# Hair Algae Control - Glossolepis incisus



## Steffano2 (Jan 11, 2007)

I had hair algae in my tank, some strands reaching to about 12". I like algae and hair algae doesn't bother me either. I like the look of it flowing in the water current and the fish swimming and picking through the stands. Very natural behavior for the fish, here is were the control comes in. I was controlling it during my weekly water changes by taking an unused toothbrush and removing the longest strands by wrapping the toothbrush head around the strands and pulling. Very easy way to control w/ a toothbrush.

Last Thursday I went to my LFS and noticed they had a trio of really nice New Guinea Red Rainbows (Glossolepis incisus).

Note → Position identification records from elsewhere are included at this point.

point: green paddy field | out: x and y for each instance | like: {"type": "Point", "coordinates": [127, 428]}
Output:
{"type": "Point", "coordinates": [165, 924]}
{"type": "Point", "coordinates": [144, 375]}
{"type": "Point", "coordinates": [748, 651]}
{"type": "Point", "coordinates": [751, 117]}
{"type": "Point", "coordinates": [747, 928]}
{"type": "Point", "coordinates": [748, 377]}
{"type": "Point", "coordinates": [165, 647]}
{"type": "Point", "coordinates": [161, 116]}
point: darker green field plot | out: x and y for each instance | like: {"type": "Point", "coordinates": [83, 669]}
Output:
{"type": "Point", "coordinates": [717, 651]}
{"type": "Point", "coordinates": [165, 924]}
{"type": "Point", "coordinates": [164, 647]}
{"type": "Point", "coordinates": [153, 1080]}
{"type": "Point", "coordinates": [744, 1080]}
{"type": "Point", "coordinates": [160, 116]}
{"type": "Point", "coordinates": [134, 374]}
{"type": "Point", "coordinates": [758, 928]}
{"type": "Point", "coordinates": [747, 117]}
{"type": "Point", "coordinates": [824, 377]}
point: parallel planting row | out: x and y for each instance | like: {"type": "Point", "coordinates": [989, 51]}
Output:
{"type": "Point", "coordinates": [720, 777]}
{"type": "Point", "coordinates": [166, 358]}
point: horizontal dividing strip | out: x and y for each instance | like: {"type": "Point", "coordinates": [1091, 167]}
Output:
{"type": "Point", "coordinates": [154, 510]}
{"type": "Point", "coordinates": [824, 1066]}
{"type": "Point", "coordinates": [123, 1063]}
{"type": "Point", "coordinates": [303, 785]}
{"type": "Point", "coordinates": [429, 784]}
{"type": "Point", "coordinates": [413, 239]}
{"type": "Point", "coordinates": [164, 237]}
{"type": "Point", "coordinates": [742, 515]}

I bought the best 2 of the 3, one had slightly deformed fins and wasn't attractive to me. I've always kept Rainbowfish and this species in a past life too. I put them in my tank and with in 2 hours I saw both NGRR eating the hair algae like spaghetti. They would swim up to the end of a flowing strand and suck it into their mouth, shake their head to break off the strand and slurp it down. This left me in shock and awe to say the least. Well, by Saturday they mowed down the hair algae to nil. They would even swim through the tank and eat the free flowing strands that escaped when they were grazing.

I'm sharing this b/c hair algae is hard to control and there aren't a lot of fish that eat it, including most of the known algae eating bottom dwellers. I'm adding that I never knew NGRR ate hair algae and I consider myself an informed hobbyists. You are never to old to learn even by accidental observation and a chance mixing of hair algae and New Guinea Red Rainbows.

Has anyone else ever witnessed this behavior in this fish or to even go one further other Rainbowfish? I would highly recommend them for hair algae control!


----------



## kenko (Jan 19, 2012)

Didn't know that about Red Rainbows, but good info. Other non-typical fish that eat hair algae are the barbs and black mollys. Best overall fish I've read about is the Florida Flagfish, but never owned any.


----------



## Steffano2 (Jan 11, 2007)

kenko said:


> Didn't know that about Red Rainbows, but good info. Other non-typical fish that eat hair algae are the barbs and black mollys. Best overall fish I've read about is the Florida Flagfish, but never owned any.


Agreed *Kenko* :thumb: I knew about some barbs and the other fish you listed too, but the NGRR devoured the hair algae at an alarming rate.


----------